Dawkins pays no attention to adaptive phenotypic
plasticity -- an organism's ability to alter its
physiology to accommodate changes in its
environment -- which normally thwarts natural
selection on genes. Thus a false impression is
conveyed that genes (mutations) generally produce
the same results. They rarely do. Organisms vary
in size, in form and structure and in other ways
based on the environment they exploit, so that
identical genetic constitutions can give rise to
very different shapes and behaviors within the
same species, depending on the environment they
experience during early growth and maturation.
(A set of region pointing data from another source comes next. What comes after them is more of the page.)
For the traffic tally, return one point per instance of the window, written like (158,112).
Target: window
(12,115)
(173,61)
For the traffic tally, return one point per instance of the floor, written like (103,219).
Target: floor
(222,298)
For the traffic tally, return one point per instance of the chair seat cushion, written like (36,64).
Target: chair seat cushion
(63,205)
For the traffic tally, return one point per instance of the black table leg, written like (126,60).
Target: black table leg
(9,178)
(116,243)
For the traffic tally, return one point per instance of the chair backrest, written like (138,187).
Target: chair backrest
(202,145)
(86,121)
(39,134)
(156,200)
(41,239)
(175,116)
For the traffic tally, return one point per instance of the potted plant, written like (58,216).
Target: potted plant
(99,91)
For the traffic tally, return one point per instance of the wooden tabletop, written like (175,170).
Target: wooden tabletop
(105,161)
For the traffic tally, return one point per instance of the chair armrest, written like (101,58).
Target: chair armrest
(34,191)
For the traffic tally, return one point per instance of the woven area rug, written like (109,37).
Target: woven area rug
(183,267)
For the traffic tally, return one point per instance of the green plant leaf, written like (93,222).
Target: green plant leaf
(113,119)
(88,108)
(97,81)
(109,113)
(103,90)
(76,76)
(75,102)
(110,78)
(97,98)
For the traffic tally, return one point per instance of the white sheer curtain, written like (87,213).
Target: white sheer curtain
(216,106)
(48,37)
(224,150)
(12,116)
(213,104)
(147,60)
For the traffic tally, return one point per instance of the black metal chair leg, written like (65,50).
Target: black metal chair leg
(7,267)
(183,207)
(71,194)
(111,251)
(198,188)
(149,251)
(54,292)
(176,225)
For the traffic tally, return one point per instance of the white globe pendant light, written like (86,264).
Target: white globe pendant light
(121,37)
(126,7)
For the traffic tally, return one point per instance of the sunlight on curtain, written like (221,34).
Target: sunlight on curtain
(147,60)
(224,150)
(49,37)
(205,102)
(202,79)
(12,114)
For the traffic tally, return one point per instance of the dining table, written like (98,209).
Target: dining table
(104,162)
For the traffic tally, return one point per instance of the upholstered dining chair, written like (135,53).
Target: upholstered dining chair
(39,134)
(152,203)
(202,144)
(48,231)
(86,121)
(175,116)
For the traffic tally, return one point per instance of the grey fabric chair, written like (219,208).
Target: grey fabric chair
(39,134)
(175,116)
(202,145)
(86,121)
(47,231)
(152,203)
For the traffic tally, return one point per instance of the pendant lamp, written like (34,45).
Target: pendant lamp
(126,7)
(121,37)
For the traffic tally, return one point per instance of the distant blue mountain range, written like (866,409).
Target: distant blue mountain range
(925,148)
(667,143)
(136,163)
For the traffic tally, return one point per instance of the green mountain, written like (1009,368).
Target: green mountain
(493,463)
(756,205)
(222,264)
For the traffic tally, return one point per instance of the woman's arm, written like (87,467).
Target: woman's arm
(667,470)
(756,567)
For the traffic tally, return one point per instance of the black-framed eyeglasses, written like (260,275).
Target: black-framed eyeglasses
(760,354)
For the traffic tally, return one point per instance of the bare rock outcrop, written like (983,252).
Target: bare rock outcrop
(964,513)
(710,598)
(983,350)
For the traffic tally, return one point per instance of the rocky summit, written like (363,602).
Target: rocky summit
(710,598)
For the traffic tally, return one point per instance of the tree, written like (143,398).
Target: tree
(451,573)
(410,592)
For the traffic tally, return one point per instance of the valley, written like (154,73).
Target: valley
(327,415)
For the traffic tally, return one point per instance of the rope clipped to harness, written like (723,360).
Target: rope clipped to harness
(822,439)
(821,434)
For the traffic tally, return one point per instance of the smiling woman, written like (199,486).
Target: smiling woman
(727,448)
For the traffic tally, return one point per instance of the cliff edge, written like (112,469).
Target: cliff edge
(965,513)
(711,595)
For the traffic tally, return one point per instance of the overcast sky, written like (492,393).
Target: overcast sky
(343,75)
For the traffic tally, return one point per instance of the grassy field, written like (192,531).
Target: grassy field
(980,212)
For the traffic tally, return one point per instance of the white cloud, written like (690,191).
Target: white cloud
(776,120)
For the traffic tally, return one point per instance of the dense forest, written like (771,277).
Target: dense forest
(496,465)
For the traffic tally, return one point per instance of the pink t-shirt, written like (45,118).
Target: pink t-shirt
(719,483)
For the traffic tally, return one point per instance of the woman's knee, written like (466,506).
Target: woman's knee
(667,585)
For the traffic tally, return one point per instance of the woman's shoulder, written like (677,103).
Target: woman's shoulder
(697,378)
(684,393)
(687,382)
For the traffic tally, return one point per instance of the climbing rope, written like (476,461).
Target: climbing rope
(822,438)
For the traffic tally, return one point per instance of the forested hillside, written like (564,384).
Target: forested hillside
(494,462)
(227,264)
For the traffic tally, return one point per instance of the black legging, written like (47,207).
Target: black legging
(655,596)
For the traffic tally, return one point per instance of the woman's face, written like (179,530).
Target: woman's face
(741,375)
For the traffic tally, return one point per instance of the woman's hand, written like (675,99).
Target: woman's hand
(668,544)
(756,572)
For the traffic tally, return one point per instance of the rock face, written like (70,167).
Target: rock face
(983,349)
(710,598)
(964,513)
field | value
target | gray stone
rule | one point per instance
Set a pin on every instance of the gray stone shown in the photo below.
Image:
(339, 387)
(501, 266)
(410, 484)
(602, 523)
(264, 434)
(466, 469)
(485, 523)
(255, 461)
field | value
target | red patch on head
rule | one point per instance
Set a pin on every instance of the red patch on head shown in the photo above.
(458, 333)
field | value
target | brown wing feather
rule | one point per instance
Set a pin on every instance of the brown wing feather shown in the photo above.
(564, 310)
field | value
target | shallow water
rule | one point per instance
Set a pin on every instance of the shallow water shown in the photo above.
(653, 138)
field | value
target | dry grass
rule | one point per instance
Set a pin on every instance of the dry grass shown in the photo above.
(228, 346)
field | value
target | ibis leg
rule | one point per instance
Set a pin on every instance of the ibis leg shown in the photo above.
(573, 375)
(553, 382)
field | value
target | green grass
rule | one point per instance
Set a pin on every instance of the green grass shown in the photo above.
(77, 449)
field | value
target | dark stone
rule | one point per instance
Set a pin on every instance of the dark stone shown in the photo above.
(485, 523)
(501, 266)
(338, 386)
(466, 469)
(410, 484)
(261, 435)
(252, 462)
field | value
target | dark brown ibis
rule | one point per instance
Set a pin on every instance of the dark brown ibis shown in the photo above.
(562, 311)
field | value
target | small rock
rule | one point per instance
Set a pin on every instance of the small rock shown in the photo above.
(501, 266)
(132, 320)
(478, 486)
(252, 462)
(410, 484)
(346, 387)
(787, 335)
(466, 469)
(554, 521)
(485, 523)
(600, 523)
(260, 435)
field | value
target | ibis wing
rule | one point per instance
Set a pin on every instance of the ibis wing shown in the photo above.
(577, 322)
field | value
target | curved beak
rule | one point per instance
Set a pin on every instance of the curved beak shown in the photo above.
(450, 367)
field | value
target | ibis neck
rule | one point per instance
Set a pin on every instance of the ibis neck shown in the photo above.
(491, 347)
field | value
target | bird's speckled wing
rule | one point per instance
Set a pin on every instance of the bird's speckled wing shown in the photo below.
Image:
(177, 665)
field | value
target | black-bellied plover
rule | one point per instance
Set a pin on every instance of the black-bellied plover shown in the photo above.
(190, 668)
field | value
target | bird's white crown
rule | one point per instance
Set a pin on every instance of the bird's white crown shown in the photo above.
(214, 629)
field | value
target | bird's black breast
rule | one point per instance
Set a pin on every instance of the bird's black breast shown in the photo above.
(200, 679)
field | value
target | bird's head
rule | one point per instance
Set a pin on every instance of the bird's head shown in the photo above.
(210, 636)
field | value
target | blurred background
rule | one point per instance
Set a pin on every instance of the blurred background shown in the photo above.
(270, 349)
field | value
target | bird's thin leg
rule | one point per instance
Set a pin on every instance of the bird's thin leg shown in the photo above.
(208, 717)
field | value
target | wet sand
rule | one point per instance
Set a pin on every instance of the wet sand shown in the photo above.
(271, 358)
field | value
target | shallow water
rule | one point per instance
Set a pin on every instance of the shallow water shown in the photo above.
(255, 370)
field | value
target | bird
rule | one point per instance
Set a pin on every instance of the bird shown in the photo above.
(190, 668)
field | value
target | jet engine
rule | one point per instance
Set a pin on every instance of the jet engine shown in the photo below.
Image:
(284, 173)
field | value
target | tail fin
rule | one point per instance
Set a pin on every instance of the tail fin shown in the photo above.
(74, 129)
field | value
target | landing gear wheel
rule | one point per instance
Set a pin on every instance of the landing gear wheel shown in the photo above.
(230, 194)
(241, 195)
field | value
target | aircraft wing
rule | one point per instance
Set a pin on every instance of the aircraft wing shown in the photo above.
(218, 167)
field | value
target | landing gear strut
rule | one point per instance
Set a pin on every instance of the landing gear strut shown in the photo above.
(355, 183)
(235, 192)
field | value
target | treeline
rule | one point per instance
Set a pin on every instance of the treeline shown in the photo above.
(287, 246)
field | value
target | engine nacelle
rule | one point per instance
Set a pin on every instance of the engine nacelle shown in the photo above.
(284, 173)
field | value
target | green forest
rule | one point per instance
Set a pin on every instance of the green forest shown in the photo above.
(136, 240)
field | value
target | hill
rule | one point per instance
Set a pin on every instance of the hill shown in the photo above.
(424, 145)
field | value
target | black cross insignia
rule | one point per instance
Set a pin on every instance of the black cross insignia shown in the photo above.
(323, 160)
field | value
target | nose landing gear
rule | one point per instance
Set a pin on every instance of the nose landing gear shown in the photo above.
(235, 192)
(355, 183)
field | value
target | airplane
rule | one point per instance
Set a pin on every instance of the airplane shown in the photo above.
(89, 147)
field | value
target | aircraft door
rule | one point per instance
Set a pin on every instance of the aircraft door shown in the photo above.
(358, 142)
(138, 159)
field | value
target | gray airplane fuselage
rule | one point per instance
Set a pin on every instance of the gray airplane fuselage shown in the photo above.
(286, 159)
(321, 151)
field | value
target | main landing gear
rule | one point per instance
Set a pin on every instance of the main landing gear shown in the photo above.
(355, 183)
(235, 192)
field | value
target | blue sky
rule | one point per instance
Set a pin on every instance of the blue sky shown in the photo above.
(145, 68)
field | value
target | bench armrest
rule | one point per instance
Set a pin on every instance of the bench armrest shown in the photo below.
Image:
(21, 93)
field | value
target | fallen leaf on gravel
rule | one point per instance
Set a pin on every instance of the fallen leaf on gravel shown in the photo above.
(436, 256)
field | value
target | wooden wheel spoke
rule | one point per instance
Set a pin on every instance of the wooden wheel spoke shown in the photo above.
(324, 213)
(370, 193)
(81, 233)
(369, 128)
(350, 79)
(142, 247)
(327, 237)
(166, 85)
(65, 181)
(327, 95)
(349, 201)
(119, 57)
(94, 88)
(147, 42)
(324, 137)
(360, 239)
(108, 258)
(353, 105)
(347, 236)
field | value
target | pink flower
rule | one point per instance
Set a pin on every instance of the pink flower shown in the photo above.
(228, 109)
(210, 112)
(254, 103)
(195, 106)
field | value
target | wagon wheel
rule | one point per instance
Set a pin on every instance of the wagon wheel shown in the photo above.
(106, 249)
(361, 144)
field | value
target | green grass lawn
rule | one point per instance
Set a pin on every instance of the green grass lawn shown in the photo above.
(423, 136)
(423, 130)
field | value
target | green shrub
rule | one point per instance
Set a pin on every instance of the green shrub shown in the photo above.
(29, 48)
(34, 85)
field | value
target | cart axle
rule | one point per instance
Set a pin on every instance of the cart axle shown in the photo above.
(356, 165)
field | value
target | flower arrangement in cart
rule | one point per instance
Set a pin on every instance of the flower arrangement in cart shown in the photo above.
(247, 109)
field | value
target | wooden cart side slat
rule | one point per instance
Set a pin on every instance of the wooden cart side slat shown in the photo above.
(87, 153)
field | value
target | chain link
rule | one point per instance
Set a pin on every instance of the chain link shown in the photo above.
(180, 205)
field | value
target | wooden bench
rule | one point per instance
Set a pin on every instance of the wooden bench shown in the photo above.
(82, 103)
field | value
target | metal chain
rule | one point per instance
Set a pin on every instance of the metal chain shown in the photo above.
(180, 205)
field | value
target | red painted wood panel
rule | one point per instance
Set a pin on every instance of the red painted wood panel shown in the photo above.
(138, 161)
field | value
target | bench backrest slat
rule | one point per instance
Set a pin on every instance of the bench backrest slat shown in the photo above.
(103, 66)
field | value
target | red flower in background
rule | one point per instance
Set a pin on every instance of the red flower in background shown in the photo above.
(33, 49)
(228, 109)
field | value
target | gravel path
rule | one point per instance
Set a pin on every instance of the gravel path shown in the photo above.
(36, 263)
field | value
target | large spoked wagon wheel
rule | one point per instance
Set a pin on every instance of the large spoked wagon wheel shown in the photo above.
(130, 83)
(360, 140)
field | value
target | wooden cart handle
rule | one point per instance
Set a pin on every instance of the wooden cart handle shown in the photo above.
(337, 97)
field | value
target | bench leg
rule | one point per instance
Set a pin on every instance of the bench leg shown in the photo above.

While natural selection is continuous, evolution
begins only when individuals in a population
cannot adjust to environmental stresses with
existing abilities. Mutations whose effect can be
overridden by the normal abilities of individuals
spread randomly and, at best, become part of the
genetic load of the species. We expect evolution
(genetic change) to be rare, and when it does
occur, it is proof of incompetence, of extinction
barely avoided. Successful forms do not evolve
noticeably as they deal competently with
environmental vagaries. To be a ''living fossil''
is the hallmark of biological success.
Ice ages were not ''terrible,'' as Mr.
Dawkins says, nor were they the executioners of
deer with thin hair coats. Quite the contrary.
Ice ages were most supportive of large mammals,
humans included, as evidenced by superior
physical development. Paradoxically, the change
from glacial periods to interglacial ones was
terrible, marked by extinctions and poor physical
development among survivors. The size, braininess
and health of our wild ice age ancestors (or of
deer) has not been equaled in postglacial eras.
Nor do deer, survivors of dozens of major
glaciations, respond to cold by growing longer
hair or dying. Rather, they step out of the cold
into known pockets of protective microclimate.
When I studied deer, I followed them when
blizzards struck and saved my hide.
There are some other problems with the book
that may not interest a general reader. But
people in the field will find amusing examples of
Mr. Dawkins's using arguments for which an
influential geneticist of the past, Richard B.
Goldschmidt, has been much maligned by Mr.
Dawkins's fellow neo-Darwinians.
Might Mr. Dawkins's book change the mind of
creationists and hostile physicists? Can he
convert people Darwin could not? I doubt it.
After all, Darwin's ''Origin of Species'' was
addressed to the general public too, not just to
his peers, and Darwin wrote clearly. However, in
reaching out to a broad audience, Mr. Dawkins
might help to dispel from receptive minds
ignorant criticism of evolution. If so, his book
will be of service to science and society.